松下昇への接近

 旧 湾曲していく日常

嫌韓・嫌中すれば対米従属しかない

白井聡氏の講演を聞いた。
言っていることの過半は賛成、それも強く頷きたいことなのだが、どうも油断できないというか嫌な感じがある。
何が欠けているかというと、それは<主体>だ。レーニンが私たちに教えてくれたものそれは<主体>だった。
世界であるところの曖昧なもの<わたし>は、党(プロレタリアート)に参加することにより歴史に参画できる<主体>となる。これがレーニンのマジックとして一世を風靡したものだ。

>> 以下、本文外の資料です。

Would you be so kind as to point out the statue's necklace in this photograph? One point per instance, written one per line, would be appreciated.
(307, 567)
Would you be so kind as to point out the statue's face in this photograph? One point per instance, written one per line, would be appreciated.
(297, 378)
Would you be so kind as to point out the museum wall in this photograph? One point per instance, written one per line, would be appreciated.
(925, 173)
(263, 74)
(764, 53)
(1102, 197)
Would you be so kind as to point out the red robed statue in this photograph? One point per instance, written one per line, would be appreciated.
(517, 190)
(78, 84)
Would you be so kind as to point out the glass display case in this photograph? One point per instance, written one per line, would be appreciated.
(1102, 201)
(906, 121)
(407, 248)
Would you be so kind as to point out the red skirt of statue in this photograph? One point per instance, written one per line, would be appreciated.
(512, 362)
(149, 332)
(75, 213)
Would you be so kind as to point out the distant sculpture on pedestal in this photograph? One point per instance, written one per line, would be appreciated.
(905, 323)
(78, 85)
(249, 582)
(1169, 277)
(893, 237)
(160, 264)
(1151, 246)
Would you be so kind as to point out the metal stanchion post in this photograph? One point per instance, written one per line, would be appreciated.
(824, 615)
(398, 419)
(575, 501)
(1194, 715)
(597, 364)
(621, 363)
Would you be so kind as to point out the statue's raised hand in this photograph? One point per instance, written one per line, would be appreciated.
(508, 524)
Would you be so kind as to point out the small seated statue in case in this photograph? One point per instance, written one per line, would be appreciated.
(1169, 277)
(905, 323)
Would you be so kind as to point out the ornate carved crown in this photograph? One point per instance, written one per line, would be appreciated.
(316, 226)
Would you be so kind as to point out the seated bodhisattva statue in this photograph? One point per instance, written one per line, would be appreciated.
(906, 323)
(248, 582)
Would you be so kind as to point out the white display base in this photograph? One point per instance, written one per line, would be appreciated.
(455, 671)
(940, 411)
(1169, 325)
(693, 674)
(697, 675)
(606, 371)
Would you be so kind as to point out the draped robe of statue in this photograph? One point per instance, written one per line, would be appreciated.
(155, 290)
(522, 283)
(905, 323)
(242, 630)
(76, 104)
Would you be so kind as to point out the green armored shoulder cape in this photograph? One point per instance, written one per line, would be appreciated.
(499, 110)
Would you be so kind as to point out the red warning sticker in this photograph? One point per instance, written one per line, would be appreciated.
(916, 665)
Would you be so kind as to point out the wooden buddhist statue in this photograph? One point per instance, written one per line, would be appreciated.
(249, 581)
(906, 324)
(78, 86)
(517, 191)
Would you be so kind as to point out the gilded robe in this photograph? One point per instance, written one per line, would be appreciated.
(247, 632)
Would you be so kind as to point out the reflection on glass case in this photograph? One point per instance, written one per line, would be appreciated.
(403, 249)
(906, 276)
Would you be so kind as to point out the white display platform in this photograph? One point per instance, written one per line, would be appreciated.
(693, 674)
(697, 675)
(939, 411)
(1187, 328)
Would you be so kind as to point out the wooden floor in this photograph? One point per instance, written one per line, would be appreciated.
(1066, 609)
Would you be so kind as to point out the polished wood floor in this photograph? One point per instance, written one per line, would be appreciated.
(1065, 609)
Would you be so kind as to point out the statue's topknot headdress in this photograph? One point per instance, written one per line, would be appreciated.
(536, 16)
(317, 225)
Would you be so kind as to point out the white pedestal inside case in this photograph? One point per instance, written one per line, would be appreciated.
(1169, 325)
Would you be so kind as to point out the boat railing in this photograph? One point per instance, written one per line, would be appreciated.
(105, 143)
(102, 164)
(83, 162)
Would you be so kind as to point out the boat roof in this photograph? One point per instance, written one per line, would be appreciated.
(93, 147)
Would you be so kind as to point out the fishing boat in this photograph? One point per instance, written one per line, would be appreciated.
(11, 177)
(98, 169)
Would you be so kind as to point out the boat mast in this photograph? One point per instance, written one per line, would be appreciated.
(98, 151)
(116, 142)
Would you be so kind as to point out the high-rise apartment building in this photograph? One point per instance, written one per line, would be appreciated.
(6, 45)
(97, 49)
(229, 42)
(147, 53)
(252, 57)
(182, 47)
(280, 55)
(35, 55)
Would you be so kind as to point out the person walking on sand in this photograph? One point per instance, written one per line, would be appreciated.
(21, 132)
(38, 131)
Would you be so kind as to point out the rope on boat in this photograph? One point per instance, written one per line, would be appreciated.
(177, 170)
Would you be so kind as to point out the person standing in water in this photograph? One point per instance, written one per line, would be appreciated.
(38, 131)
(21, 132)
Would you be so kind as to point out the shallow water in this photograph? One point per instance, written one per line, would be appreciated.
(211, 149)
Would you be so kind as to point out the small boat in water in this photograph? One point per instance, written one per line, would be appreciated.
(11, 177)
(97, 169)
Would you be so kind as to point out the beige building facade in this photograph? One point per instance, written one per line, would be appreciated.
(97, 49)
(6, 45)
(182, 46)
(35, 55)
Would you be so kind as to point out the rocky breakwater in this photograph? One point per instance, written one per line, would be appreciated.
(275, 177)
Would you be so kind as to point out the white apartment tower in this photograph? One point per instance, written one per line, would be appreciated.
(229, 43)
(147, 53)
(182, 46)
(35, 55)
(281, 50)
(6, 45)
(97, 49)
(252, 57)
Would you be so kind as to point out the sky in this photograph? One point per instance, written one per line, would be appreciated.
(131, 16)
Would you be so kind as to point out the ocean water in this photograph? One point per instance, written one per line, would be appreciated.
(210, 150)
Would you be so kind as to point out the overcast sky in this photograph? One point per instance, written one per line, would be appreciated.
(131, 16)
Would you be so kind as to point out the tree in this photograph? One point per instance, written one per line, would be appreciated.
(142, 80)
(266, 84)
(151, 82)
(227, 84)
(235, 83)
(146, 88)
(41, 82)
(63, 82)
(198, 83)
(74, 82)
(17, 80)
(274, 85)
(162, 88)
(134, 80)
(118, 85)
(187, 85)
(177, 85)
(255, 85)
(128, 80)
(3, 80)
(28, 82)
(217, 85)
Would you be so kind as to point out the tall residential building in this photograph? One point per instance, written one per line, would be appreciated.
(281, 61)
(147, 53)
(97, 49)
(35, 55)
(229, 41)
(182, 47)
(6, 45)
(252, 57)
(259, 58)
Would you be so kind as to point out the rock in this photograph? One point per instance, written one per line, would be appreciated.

白井は、評論家として言葉を操っているだけだ。戦後70年という長い間の印象的な幾つかのイメージにだけスポットを当てることにより、「永続敗戦レジーム」なるものをでっち上げる。
そこにあるのは確かに大きな問題ではある。
近年、韓国や中国が日本に負けない優れた工業製品を作り出せるまでに発展し、日本は彼らに対して持っていた優越感の根拠を失った。実際の優越を失ったので、架空の優越「嫌韓・嫌中」を作り出した。「嫌韓・嫌中」に踊るネトウヨは少数であっても、その根拠である、「日本人は韓国人や中国人より優れている(はずだ・そうでなければならない)」というドグマは実は日本人の大多数に共有されている。
左翼リベラルにおいては、まず自身ではなく教科書で学んだ(大学で学び続けてきた)西欧系思想が判断基準となる。その場合、「(自分のもっている基準)が韓国人や中国人より優れている」のは当然のことになる。
日本国家はあれだけ大きな敗戦をしながら、「戦後革命」の確定に失敗した。失敗が明らかになったのは今回の安倍政権においてである。靖国参拝はどちらかというと善になり大東亜戦争もどちらかというと善になった。
あれだけの敗戦に関わらず、戦後権力を握ったのは戦前からの支配層の一部だった。したがって彼らは自主憲法制定を党是に掲げていた。しかしながら彼らは彼らなりに真面目に民主主義を肯定していたように見えた。大衆の福祉、討議による民主主義、基本的人権を彼らは肯定していたはずだった。しかし2012年4月の自民党憲法改正案では、それらのものは否定されている。
戦後社会は民主主義社会だった、というのは左翼リベラルの誤解だったのか?
ここで、白井聡氏は「永続敗戦レジーム」なるものを持ち出す。
敗戦は存在しなかった。ただ終戦があっただけだ。戦争は天災と同じものとして受け止められた。今回の原発も同じである。
大衆が大きな犠牲を家族などに負いながら敗戦を自らのものとして、受け止めることができなかったのはやはり思想的な弱さであっただろう。すべては「平和」「憲法九条」に背負わされ、日本は生まれ変わったことになった。
1990年冷戦が終わり、その後米国は「世界の警察官」としての役割を果たす予算と兵士の損害による自国民のダメージに耐える力を失う。そこで、米国は日本に「憲法九条」を廃棄し、集団的自衛権で米軍の支援をすることを求めることになる。これが成功しつつあるのが2015年である。
中国や韓国が国力を増すに連れ、中国(や韓国)と米国という二つの勢力に対して、日本がバランスを取りながら国益を追求するのが当然のこととなる。しかしそれでは「日本が米国に従属し続ける」という米国が失ってはならない構図が失われてしまう。したがって米国はどんな手段を使ってもそれを阻止するべく努力を、私たちの見えないところでも周到にはらい続けていると考えるべきである。
好都合なことに日本には伝統的に、「日本人は韓国人や中国人より優れている(はずだ・そうでなければならない)」というドグマがある。戦前はその優越感は、弱者の側に立ち強者(米国など)と戦うといった反帝国主義ともつながっていった。そのような反米的アジア主義は殲滅しなければならない。そして韓国人や中国人に対する差別意識、「嫌韓・嫌中」意識を盛りたてなければならない、米国のこの目論見は大衆のルサンチマンに共鳴し爆発的にヒットした。また政治的には、靖国神社、にA級戦犯合祀をするという極右の試みを拒否せずに事実上許容した。これは米国の正義に本来反することではあるが、それよりも侵略の痛みを民衆的に持ちまた国家としてもそれを保持し続けてきた韓国や中国は絶対に許容できないことである。自らの痛みよりも、対中離反のメリットを取ったわけである。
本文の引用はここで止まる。